Jack Delaney, an aspiring man living in Brooklyn, New York, saw his globalization upside down Tuesday when the 26-year-old found himself in the middle of an obvious Russian plot to secretly insert himself into America’s national conversation.
All in July, when Delaney won a personal Twitter message from Alex Lacusta, who ran peace data, an independent left-wing online magazine.
The publisher stated that he had noticed some of Delaney’s works on other independent sites, usually left-wing, and that he sought to offer him a normal, paid column.
Delaney, who had lost his daily homework in a place to eat at the beginning of the Covid-19 pandemic, thinks this will be his big break.
He wrote for the site, generating 3 articles for a few months for $100 each.
Your articles may have simply made the impression on any independent left-wing website, with titles like “QAnon intends to spread fascist mythology and distract American failures” and “Excessive funding from the U. S. military. supremacist culture of war crimes. “
But Peace Data and Alex Lacusta were what they introduced themselves to.
On Tuesday, Facebook, acting on the recommendation of the FBI, said Peace Data is a component of a Russian secret crusade, connected to the same Russian organization that used social media to interfere in the 2016 US presidential election.
In a post on the online page after the Facebook ad, Peace Data argued that it was an independent site and questioned the company’s findings.
The smiling guy in Lacusta’s Twitter profile picture, the account that had presented Delaney with a job, didn’t exist, according to the experts. Although realistic, the symbol was computer-generated, new synthetic intelligence techniques.
Peace Data had recruited and paid Americans to write articles on a wide variety of topics, adding American politics and racial inequality in America.
Although it has a fashionable virtual twist, the scheme comes directly from a playbook that Russia has been since at least the Cold War: putting pressure on unwitting Americans to help highlight cracks in American society and raise dissenting voices. , according to the U. S. government, is designed to exacerbate divisions in American life.
Delaney, and others like him, act in faith, simply writing articles and opinion articles that would do it for any other medium.

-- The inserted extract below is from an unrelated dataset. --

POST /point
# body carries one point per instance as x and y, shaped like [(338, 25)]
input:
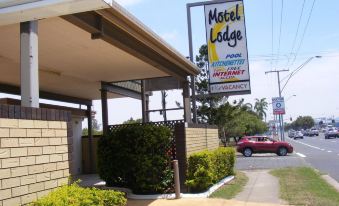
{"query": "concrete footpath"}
[(262, 187), (195, 202)]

Voices that defy traditional wisdom are all clever things, Says Delaney, but not at the request of a foreign government (or anyone else). He was surprised, horrified and embarrassed on Tuesday when he learned that he had been co-opted by an obvious Russian influence. Operation.
“Obviously, I’m not a fan of Putin or the Russian government,” he told CNN in an interview Thursday. “I don’t need to have any agreement with an authoritarian regime. “
Delaney was not the one; other Americans were also unintentionally co-opted to write for the website.
In 2016, the same Russian troll organization that Facebook claimed was connected to Peace Data ran a network of fake sites and social media accounts posing as Black Lives Matter activists for pro-Second Amendment organizations. CNN has documented in the past how, as a component of this effort, involuntary Americans were recruited to organize protests and stunts.
Special suggestion that Robert Mueller’s research in 2018 has known that the character “Alice Donovan” was directed through the GRU, the intelligence of the Russian army.
The character used to plant articles in a genuine American publication, the left-wing independent magazine CounterPunch.
CounterPunch editor-in-chief Joshua Frank explained at the time how its publication had been deceived, and it turns out that CounterPunch remains a target of Russian-influenced operations.
Frank this week shared emails with CNN that had been sent to CounterPunch in months via “Alex Lacusta. “
The user who passed through Lacusta presented Delaney’s 3 stories to CounterPunch, obviously for a true U. S. publication to publish articles commissioned through Russia and written through genuine Americans.
“We would appreciate it if you would share this story on your platform. We look forward to your reaction and fruitful cooperation,” it reads in an email.
CounterPunch ran the parts.
Frank told CNN Wednesday: “This kind of thing in the end hurts real interested hounds and independent media in general, especially the media criticizing the U. S. government, wondering about our authenticity.
Delaney, for his part, hopes to paint with an original publication.
“I’m more angry at myself for letting this happen than with Vladimir Putin or Russia or whatever I have, I have a little more custody,” he said.